Courtesy of UA Athletics
It appears that alcohol sales may finally be coming to Alabama athletic events, after athletics director Greg Byrne announced Wednesday that the university had reached a compromise with the City of Tuscaloosa.
Alabama announced it would serve alcohol inside Coleman Coliseum back in February, but those plans fell through after the city said it would impose an added service fee on all tickets sold for events with stadium capacities of at least 1,000 people. Byrne and Tuscaloosa Mayor Walt Maddox both released public statements, Byrne’s condemning the city’s proposed tax and Maddox’s in favor of it.
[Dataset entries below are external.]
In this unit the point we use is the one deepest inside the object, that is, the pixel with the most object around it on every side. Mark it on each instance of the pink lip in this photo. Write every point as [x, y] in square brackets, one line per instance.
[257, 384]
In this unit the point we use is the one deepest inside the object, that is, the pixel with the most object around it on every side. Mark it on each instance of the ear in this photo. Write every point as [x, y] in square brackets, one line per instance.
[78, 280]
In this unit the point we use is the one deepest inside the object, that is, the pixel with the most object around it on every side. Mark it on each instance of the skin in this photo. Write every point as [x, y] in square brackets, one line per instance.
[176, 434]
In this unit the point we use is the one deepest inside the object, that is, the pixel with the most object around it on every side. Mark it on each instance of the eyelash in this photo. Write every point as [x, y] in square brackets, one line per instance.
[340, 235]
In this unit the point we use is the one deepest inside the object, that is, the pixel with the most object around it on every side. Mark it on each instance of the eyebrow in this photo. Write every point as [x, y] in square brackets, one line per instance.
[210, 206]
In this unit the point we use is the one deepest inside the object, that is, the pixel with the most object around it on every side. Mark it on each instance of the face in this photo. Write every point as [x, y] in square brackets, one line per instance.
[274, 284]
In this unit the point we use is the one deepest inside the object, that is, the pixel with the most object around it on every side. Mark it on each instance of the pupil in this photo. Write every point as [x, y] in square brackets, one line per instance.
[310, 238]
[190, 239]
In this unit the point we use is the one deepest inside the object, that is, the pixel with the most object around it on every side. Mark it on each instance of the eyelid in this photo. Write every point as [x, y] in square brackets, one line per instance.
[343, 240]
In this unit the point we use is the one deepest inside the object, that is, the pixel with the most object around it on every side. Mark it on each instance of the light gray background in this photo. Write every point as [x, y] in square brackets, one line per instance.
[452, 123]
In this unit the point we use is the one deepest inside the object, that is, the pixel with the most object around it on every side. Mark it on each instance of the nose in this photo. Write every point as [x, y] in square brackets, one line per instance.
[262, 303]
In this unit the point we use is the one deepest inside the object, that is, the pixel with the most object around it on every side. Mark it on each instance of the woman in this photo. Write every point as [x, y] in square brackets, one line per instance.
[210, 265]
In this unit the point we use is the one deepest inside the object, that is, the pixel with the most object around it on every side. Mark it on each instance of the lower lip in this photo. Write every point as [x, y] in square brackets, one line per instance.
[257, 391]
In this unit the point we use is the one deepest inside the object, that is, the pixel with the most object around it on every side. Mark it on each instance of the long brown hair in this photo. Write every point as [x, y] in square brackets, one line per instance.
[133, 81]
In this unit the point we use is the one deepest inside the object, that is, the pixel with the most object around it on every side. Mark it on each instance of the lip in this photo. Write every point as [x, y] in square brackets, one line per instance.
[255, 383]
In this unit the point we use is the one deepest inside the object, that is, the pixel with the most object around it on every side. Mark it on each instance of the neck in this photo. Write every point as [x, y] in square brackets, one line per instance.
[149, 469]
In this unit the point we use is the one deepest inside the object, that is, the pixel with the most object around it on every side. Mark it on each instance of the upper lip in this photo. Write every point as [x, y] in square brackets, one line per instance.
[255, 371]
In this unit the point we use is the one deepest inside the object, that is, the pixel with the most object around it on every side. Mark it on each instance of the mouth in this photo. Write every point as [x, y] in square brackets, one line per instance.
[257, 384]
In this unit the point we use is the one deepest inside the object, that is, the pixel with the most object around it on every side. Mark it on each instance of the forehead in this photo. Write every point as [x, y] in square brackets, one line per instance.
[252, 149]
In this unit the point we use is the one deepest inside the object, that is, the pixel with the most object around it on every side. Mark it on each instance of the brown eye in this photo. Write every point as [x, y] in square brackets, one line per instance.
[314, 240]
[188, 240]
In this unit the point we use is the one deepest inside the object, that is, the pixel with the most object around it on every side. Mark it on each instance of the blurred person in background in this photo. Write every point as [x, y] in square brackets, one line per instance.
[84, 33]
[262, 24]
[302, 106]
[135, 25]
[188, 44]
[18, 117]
Maddox’s rationale was that the fee would help pay for any added aid that UAPD and the fire department would have to direct toward an incident stemming from alcohol consumption.
After negotiations over the last few months, the two sides struck a deal that cuts the service fee and could result in alcohol being sold at athletics events as soon as this fall in Bryant-Denny Stadium.
“We appreciate our partnerships, especially with the city, and the efforts of all the public safety personnel and first responders who work in and around our venues,” Byrne said. “With the recent expanded collaboration between The University of Alabama and City of Tuscaloosa we will continue our due diligence and revisit the opportunity for alcohol sales at select athletics events with our university leadership.”
To account for the money that would have gone toward first responders from the service fee, the deal includes the university devoting $250,000 to Tuscaloosa City Hall each year from 2024 to 2028, as well as scholarships for Tuscaloosa police officers and firefighters and their children.
“We can’t express enough how much we appreciate and value the many public safety, fire and rescue, transportation, and other staff who help keep our communities safe and running smoothly,” UA President Stuart Bell said. “This agreement underscores the important roles they play and how the University values their roles.”
Maddox voiced his happiness with the compromise, citing the university’s importance for the Tuscaloosa economy.
“The University of Alabama is not only our region’s largest employer and economic driver, they are partners when it comes to ensuring that Tuscaloosa is safe,” Maddox said. “The incredible growth of UA is phenomenal for our community, and this agreement will ensure that we continue to offer the best and safest experiences in the nation.”
Byrne has not yet announced a date when alcohol sales at athletics events would begin, but this deal is a significant step forward in the process.